Outro exemplo? Um de nossos produtos, o CCM (Customer Communication Management), permite identificar como acontecem as consultas dos documentos de comunicação financeira em nossa biblioteca. Por meio disso, um de nossos clientes identificou que o modelo de fatura que a equipe de atendimento acessava era diferente do visualizado pelo consumidor, prejudicando a experiência do usuário.

Usamos a abordagem Lean Inception para olhar para o mapa da jornada do cliente e desenvolver um projeto para espelhar a mesma fatura que o Cliente recebe no seu canal de preferência, para  alcançar melhores resultados no relacionamento entre empresa e o consumidor final. É um processo em andamento que, em breve, poderemos medir os resultados também.

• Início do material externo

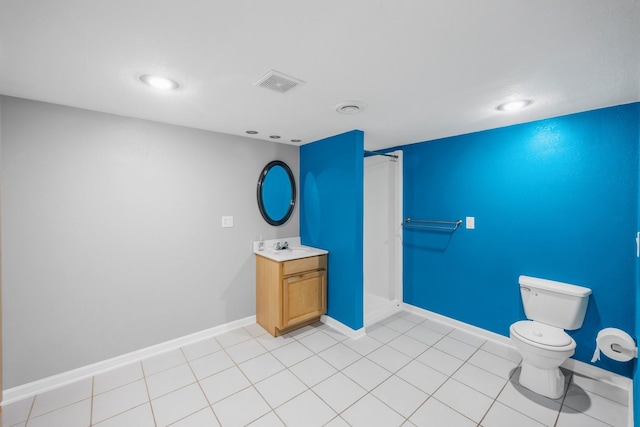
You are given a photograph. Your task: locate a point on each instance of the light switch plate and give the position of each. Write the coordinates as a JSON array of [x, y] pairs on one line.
[[471, 223]]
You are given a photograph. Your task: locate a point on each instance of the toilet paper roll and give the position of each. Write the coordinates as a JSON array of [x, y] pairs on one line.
[[615, 344]]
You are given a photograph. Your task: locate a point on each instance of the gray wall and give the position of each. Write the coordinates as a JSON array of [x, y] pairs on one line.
[[111, 233]]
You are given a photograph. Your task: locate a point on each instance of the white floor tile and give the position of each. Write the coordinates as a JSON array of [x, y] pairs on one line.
[[495, 364], [398, 324], [467, 338], [502, 416], [366, 374], [400, 395], [281, 387], [452, 383], [255, 330], [261, 367], [339, 391], [363, 345], [241, 408], [117, 377], [369, 411], [317, 341], [505, 351], [436, 414], [291, 353], [337, 422], [572, 418], [533, 405], [201, 348], [304, 331], [440, 361], [382, 333], [306, 410], [245, 350], [437, 326], [211, 364], [313, 370], [169, 380], [596, 406], [340, 356], [423, 377], [608, 391], [271, 343], [202, 418], [178, 405], [75, 415], [224, 384], [16, 412], [234, 337], [455, 348], [411, 317], [139, 416], [268, 420], [483, 381], [332, 333], [409, 346], [163, 361], [425, 335], [389, 358], [119, 400], [61, 397], [469, 402]]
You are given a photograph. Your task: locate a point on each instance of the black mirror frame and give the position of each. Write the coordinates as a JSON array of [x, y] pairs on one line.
[[263, 176]]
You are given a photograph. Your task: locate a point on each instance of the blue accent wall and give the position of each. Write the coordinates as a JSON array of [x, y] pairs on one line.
[[636, 371], [331, 218], [556, 199]]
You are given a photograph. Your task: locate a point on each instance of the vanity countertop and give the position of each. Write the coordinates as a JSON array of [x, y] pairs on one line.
[[295, 250]]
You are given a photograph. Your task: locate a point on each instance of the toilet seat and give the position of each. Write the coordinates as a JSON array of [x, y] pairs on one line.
[[541, 335]]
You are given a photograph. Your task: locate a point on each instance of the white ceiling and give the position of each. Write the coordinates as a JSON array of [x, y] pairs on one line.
[[424, 68]]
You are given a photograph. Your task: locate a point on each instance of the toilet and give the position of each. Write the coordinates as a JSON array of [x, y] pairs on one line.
[[551, 307]]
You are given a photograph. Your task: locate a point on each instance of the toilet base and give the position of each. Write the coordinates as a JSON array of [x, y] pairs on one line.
[[548, 382]]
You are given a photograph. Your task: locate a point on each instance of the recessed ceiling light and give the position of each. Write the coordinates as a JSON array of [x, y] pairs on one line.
[[159, 82], [350, 107], [514, 105]]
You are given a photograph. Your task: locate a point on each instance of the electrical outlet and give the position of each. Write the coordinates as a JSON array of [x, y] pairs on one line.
[[471, 223], [227, 221]]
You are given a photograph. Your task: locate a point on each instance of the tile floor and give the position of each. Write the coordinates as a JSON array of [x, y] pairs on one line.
[[407, 371]]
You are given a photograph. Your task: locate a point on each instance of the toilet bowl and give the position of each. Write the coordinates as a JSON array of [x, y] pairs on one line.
[[541, 341], [541, 356]]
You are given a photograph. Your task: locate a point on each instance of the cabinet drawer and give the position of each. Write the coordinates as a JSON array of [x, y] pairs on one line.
[[304, 264]]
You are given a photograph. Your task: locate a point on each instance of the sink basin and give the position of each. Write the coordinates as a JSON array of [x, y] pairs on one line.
[[294, 252]]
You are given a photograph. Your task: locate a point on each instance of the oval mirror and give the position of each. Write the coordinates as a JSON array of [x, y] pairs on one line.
[[276, 192]]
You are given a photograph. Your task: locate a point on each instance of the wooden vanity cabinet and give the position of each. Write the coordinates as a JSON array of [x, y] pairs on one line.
[[290, 294]]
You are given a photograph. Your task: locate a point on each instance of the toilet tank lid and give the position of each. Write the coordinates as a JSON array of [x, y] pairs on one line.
[[553, 286]]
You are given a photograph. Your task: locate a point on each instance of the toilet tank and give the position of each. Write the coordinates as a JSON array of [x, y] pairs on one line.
[[554, 303]]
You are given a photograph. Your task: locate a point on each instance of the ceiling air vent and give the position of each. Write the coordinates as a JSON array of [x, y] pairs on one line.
[[278, 81]]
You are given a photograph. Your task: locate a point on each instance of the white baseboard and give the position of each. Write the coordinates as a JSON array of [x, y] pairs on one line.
[[342, 328], [381, 313], [49, 383]]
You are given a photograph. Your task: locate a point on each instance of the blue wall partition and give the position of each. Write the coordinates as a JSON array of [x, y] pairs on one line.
[[331, 218], [555, 199], [636, 371]]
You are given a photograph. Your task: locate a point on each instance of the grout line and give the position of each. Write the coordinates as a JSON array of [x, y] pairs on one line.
[[146, 386]]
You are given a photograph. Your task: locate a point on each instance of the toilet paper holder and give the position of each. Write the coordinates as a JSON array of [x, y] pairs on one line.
[[619, 349], [615, 344]]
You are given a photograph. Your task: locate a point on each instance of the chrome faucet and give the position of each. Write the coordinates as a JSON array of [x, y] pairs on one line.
[[282, 246]]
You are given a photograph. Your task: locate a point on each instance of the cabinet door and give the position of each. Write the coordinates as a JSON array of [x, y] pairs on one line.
[[304, 297]]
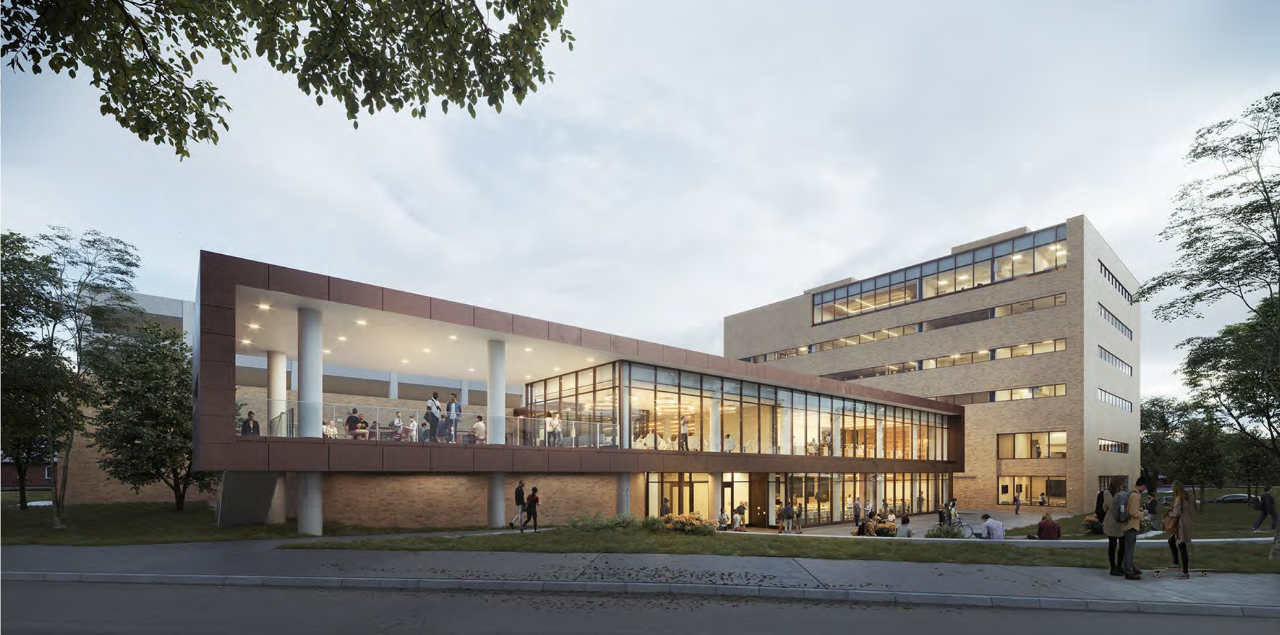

Algo em comum entre esses dois casos é que o cliente também fez parte do time multidisciplinar, um fator que, sem dúvidas, contribui para dar certo. Mas é importante considerar que, quando envolvemos clientes e fornecedores, é possível respeitar o modo de trabalho deles, que talvez não sigam a mesma metodologia, e, ainda assim, sair das reuniões com as informações necessárias para aprimorar nossos projetos.

O lado humano da mudança

Falar sobre colaboração no ambiente de trabalho não é novidade, mas é sempre bom ressaltar: todas essas pessoas são importantes para chegar à melhor solução. Sem elas, você entrega – mas não será o melhor, nem o MVP.

Olhando para trás, vejo que chegar a este momento não foi fácil. O método Lean Inception, por si só, não é simples; as transformações técnicas e, principalmente, humanas (que, particularmente, gosto muito de observar) são um desafio. Trata-se de um movimento em que todo o time precisa aprender a ouvir, compartilhar e saber quando ceder. Continuamos evoluindo a cada projeto.

 

"Os desenvolvedores, arquitetos e engenheiros de software são os principais responsáveis pela inovação, conseguem trazer ideias fora da caixa e soluções que outros não pensaram. Mas é preciso que eles tenham a visão completa da jornada do usuário e das dores a fim de ter a melhor interpretação possível do cenário real. E isso só é conquistado com envolvimento completo do time", Ana Maria Garcia.

 

Quando trabalho com uma metodologia, eu me preocupo menos com termos e mais em adaptá-la de acordo com nosso negócio e nossa cultura. Aqui na :hiperstream somos human-first, e é esse o olhar que demos para o Lean Inception: mais empatia, colaboração e proatividade nos levam aos melhores resultados. Já pensou em tentar isso com seu time e parceiros de negócio?